Hep C treatment has been compared in its severity to chemotherapy. It runs from 6 to 18 months, dependent on what strain of the virus you have and how well you initially respond to the treatment. 3 months into the treatment all of the side effects began to properly kick in. My appetite went out of the window. I felt constantly tired and washed out. My personality began to alter: short tempered; poor concentration; apathy and depression. My studies were suffering as a result so I requested a break. There seemed no point in wasting mine and my supervisors time and energy doing a half arsed job. By the time I had been on treatment for 6 months I had dropped down to 7 stone, the HIV was dragging my white blood cell counts down to dangerously low levels and I was getting lots of opportunistic infections. The decision was made to start me on HIV anti retroviral medication. Without this intervention I don’t think I would have lasted another 3 months. This one pill a day had saved my life. Within 3 months my viral load (the amount of virus particles in your blood) had dropped from several hundred million per ml to an undetectable level! During this time I had also entered into a relationship with a guy. The physical and emotional support he gave me helped me turn the corner and within a few months I was starting to look a lot more like myself.

I will talk more about Hep C, the stigma associated with it, its treatment, transmission vectors etc  in future blogs. I feel it is something that needs a lot of attention as a growing epidemic that is sweeping through the gay community across the UK.

By the time I finished my treatment I had taken a considerable amount of time off from my PhD and a lot had changed for me in my perception of what I wanted out of life. The decision to drop out of the course was vary hard and the resulting feelings of failure still bother me to this day, but I know that I made the right decision at the time.
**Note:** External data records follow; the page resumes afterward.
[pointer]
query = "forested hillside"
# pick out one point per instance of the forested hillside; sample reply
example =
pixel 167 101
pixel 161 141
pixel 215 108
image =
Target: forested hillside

I have come out of the other side of this ordeal a much stronger person and feel, if anything, that the lessons learnt and the severity of the journey have given me a frankness and honesty about both who I am as a person and confidence to express my feelings, aspirations and fears. 3 weeks ago I received my all clear results from the Hep C treatment. The sense of relief that it has been a success was unreal but my attitude towards it as a condition has changed dramatically.

So here I am, 2 years on. I look after myself better than I ever did in the past. Go to the gym 4 times a week, drink less, take a lot less ‘substances’ and know my limits a lot better. I am completely open about my HIV status and though you may find it a little ironic, especially if you are a HIV negative person reading this post, the fact that I am positive has made me a much stronger, self aware, compassionate, accepting, impartial, healthy and determined individual. I am not proud of being HIV positive, but at the same time I am not ashamed about it either. It’s not something which is going to go away so as a result I am very positive about being positive and potentially, if I had stayed on the course of hedonism and self destructive behavior I was careering along 2 ½ years ago I really don’t want to know what the outcome would have been had I not have been forced to curb my ways by my status change. My openness has been regarded as daring, brave and by some as reckless but do you know what, I have nothing to hide! I don’t see why I should be scared of the opinions of those who choose to not to understand or live in the 1980’s and still see HIV in the shadow of the “Don’t die of ignorance” tombstone. Treatment, social awareness and positive people have changed a lot since then. I dont see it as my job to bring about awareness but I do feel it is my duty to help bring about a change of attitude towards HIV in both the negative and positive communities. Fear is the biggest enemy in both cases: Fear through ignorance; fear of discrimination; fear of exclusion and rejection; fear of transmission; fear of being judged. But fear can be easily conquered through understanding, acceptance and reassurance and as a result I will never again be scared of either the virus itself or of how I am viewed in the world.